A TT construction worker, who wished to remain anonymous, lined up on Wednesday to be interviewed by immigration officials, hoping he could get a boarding pass. Based in St Vincent for six months, he said the disruption caused by the volcanic eruption has affected his employment. He was working in the orange zone.
Vincentian Tyrone Jack said he was hoping to get aboard, as his children are in TT. "I have a family there," Jack said. "It's been 20 months I don't see my kids. Normally I work on the cruise ship, so I spend one year on the cruise ship. I did an exemption in January and Sunday, they approved it.
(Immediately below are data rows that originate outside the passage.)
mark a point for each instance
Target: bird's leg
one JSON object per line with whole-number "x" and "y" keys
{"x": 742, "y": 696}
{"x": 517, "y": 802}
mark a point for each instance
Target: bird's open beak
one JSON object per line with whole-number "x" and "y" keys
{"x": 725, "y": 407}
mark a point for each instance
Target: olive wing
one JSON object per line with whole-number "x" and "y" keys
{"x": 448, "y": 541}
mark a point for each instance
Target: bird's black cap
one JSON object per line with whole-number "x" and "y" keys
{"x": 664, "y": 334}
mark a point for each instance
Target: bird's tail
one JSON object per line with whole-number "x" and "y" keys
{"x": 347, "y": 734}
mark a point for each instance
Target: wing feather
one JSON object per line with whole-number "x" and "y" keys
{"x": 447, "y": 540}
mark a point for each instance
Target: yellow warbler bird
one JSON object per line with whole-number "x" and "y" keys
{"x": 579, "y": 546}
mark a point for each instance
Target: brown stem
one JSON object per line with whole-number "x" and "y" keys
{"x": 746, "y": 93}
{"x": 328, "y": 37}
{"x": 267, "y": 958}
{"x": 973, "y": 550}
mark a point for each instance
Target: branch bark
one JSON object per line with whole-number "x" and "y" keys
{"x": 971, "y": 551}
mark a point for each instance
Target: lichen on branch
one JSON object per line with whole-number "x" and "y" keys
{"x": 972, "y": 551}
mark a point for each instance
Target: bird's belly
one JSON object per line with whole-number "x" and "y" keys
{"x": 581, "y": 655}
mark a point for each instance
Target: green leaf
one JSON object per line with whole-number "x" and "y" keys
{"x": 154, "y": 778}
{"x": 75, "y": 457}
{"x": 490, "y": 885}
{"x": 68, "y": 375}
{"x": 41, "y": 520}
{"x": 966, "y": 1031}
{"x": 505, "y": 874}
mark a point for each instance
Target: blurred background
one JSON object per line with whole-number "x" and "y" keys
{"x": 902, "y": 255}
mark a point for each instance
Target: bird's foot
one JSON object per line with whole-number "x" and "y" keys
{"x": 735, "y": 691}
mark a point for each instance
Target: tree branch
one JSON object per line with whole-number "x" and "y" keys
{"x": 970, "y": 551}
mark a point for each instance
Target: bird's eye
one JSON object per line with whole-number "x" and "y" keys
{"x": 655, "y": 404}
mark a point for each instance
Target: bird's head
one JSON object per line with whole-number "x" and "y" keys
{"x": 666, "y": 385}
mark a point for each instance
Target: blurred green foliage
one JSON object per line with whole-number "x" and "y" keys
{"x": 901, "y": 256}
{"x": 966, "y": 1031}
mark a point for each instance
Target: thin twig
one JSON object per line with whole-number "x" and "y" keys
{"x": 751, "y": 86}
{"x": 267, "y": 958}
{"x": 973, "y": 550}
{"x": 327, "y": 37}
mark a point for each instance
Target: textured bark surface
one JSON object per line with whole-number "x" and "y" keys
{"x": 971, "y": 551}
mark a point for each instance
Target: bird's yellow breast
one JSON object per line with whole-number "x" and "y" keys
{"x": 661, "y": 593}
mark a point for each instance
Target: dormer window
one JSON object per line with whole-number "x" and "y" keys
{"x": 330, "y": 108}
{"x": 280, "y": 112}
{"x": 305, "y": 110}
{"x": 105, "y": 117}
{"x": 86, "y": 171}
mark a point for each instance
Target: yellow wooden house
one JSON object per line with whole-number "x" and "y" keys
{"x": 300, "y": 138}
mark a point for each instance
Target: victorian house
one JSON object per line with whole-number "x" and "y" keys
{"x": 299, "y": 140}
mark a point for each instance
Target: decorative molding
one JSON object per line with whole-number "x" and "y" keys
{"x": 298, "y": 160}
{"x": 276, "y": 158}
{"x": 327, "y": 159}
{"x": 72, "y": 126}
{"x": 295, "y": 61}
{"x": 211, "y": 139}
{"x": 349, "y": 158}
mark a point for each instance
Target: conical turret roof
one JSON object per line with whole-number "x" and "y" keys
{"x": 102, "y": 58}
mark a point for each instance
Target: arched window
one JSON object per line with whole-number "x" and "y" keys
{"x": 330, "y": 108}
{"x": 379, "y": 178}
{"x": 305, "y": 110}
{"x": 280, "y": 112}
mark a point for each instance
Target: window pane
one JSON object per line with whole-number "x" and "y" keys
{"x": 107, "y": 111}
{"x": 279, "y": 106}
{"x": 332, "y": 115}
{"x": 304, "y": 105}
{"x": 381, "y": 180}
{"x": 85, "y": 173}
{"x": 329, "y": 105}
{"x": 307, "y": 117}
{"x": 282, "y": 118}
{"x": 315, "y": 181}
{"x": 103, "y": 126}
That's why they tell me to contact to go down to Trinidad."
Jack said he was delighted to learn a TT ship was coming to the island. "When I see that news on the boat coming down, I said, 'God have to help me get on that ship.' This morning I woke up and saw that e-mail and was happy."
Also trying to get on the boat was a minor who is a TT citizen. Two relatives accompanying him told Newsday the boy's mother is in Trinidad and awaiting his return. However, the boy would be travelling alone.
On Tuesday St Vincent Prime Minister Ralph Gonsalves told media although there were agreements with several regional countries to accept Vincentians who wished to evacuate, most preferred to stay and help rebuild the island.